BTW, HID gives around 3000 lumens so the Osrams are not far off.
Should work very well in your projectors.


----------



## impster (May 2, 2007)

Where can I buy these then? Can't find them online anywhere?

Thanks

Impster


----------



## rob3rto (May 23, 2007)

impster said:


> Where can I buy these then? Can't find them online anywhere?
> 
> Thanks
> 
> Impster


eBay # 110476571383


----------



## packard (Jun 8, 2009)

rob3rto said:


> The best lamps for your headlights are the Osram Hyper H7 ones (64217).
> 
> Std H7 = 1400-1500 lumens
> Philips Xtreme = 1500-1600 lumens
> ...


Do you know where the new Ring ones are that i mentioned earlier?


----------



## gt5500 (Aug 6, 2008)

Best lighting upgrade I did on my E39 was to rip out the crummy hella projectors and retro fit a pair of FX-R projectors in with Osram 4300k HID bulbs and matsush1ta ballasts. I did have a plug and play HID kit in the original projectors but its night and day with the FX-R's. Took a bit of work to get them fitted and almost £200 but the E39 halogen lights are so dire I was starting to hate the car.


----------



## rob3rto (May 23, 2007)

Dagnabit!

There IS a better lamp than the Osram Hyper H7.

It is the H7 HIR. 

Not an "instant" light like halogen gives as it uses internally reflected Infra Red to burn hotter. Takes a minute or two to get to its brightest. In tests, a set of these has outshon HID kits. Bit expensive though at around £20 per lamp. Will also need a fused and relayed wiring harness to power them direct from the battery as they need a full 14volts to work at their best OR a Catz Zeta ballast to really push them above a boosted 55watt HID kit.

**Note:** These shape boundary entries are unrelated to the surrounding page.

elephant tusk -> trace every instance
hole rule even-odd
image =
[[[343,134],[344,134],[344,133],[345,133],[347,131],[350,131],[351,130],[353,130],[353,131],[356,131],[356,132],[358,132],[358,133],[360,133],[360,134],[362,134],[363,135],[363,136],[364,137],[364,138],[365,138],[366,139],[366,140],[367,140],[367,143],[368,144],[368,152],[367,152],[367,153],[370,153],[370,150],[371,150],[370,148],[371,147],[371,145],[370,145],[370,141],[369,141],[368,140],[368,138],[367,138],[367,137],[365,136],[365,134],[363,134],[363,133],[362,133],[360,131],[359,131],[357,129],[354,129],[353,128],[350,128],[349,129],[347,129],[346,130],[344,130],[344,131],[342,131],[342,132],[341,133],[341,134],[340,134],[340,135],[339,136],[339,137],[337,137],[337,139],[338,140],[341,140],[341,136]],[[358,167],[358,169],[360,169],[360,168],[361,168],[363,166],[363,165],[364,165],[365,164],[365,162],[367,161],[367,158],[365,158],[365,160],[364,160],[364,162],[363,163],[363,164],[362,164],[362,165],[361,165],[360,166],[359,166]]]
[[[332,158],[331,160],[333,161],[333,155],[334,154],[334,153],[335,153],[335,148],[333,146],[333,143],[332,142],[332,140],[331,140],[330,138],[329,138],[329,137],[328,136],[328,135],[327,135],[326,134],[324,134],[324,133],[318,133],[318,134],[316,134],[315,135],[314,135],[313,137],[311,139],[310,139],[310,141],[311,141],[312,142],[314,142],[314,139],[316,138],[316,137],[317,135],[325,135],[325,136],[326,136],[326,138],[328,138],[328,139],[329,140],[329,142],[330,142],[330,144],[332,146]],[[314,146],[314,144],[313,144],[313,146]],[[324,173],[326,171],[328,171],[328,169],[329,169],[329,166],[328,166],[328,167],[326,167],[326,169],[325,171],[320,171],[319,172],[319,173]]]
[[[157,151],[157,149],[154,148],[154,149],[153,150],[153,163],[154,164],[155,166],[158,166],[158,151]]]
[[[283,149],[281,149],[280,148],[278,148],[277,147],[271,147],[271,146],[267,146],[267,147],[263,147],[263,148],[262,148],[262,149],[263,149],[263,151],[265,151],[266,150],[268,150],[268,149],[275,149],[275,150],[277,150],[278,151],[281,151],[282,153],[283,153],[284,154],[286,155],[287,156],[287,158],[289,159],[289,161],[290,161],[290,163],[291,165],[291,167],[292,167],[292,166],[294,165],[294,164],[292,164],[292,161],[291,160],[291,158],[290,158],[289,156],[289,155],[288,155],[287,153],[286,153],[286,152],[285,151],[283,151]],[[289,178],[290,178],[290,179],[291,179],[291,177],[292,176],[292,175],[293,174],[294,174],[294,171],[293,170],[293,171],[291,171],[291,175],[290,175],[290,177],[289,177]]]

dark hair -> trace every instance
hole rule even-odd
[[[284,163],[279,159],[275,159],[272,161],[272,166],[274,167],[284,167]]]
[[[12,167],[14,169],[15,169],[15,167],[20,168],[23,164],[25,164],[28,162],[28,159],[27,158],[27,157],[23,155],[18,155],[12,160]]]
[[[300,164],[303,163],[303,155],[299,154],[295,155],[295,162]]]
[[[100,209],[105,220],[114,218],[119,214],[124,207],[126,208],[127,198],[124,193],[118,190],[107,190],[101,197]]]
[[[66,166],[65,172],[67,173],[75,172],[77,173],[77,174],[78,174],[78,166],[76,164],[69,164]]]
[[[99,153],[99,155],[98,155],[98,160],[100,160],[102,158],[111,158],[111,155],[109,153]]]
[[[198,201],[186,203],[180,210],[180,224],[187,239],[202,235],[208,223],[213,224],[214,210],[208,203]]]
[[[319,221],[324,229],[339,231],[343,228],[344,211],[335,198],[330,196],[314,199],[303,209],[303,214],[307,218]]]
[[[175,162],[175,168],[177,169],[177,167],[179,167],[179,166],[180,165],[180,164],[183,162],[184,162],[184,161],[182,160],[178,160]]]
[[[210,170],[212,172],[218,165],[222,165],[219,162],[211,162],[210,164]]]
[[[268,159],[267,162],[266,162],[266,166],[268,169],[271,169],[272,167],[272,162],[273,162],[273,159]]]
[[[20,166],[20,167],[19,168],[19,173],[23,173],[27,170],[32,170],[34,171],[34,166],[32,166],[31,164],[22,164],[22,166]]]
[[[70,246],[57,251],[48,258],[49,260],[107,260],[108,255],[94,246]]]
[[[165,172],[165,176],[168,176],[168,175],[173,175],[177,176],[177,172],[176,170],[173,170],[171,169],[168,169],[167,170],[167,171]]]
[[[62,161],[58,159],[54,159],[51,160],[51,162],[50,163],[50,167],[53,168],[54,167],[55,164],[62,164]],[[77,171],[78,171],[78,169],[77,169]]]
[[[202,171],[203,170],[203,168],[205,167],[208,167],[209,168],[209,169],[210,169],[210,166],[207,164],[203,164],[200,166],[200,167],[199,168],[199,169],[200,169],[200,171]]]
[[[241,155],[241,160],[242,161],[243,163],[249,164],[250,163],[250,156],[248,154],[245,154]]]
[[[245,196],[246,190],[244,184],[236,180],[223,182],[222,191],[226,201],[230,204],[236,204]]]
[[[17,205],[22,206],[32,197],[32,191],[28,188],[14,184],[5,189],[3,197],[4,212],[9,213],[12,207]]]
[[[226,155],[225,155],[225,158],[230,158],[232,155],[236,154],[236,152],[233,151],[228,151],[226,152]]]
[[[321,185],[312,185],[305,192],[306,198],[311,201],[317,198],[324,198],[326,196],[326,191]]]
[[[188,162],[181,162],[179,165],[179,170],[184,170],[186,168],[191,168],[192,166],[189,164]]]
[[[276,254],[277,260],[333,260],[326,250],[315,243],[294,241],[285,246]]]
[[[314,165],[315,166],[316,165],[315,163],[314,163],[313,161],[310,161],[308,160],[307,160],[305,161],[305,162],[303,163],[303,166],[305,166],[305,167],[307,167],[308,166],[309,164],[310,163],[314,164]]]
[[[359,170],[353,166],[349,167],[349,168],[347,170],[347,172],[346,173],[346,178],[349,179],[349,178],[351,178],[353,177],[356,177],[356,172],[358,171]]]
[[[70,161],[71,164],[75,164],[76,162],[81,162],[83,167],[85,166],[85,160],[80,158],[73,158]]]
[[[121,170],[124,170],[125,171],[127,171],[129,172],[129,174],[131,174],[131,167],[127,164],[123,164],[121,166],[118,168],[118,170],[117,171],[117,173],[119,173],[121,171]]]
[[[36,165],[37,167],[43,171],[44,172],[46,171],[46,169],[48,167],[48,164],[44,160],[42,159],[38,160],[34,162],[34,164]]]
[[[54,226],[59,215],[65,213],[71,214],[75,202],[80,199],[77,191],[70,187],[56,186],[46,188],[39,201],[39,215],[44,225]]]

Oh well, i'll have to wait until these burn out before buying yet another set of lamps.


----------



## Techgeek (Jun 7, 2007)

I have an a4 with the facelift projectors and was in exactly the same boat as you, I thought I was starting to go blind, I got a 50w 4300k hid kit and it's night and day. After fitting I taken it to an mot station to get the beams aligned, well worth a fiver IMO. Never been flashed, never been pulled and passed the MOT no problems whatsoever and no bulb fail warnings. if you look inside the housings you can see they spec both H7 and D2S on the same projector so the headlights are already designed for hid.

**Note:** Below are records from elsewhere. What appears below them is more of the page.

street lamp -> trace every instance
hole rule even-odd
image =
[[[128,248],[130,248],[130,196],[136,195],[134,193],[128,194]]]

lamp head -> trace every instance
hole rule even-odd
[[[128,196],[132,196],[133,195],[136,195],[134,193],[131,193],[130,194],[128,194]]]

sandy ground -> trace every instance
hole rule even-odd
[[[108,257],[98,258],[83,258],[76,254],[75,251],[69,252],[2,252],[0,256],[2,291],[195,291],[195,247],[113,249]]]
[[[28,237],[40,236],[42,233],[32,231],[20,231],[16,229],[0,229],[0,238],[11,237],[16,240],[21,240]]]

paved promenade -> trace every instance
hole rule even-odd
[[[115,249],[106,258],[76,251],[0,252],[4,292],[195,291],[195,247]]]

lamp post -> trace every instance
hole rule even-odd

I had the same concerns about legality and my mot tester told me the washer rule applies to new cars but not to aftermarket modifications, if you want to be absolutely above board you can ask an mot tester for an engineers report regarding the conversion to give to your insurance company.

Dont go higher than 4300k as when you go up in colour temperature your actually going down in brightness.


----------



## impster (May 2, 2007)

Bump to this old thread - i need suggestions for a good simple to fit and reliable and 'legal-looking' HID kit for my Audi A4 1.9TDI year2000. It's the one with facelift h/lamps.

Dipped beam is really shockingly bad.

Thanks.

Impster


----------



## impster (May 2, 2007)

Having spoken to a few on some other forums, the recommendation is the 35w kits. I can get either of these kits to within a few quid of each other (discount codes are available for 'hids4u'.

Can any of the experts here tell me if there's any diference between the 2? Many thanks once again - i hope to pull the trigger on one of these later this evening.

Thanks!

http://www.hids-direct.co.uk/product_info.php?products_id=254{5}115{1}131

http://www.hids4u.co.uk/h7-35w-proplus-xenon-hid-conversion-kit.html


----------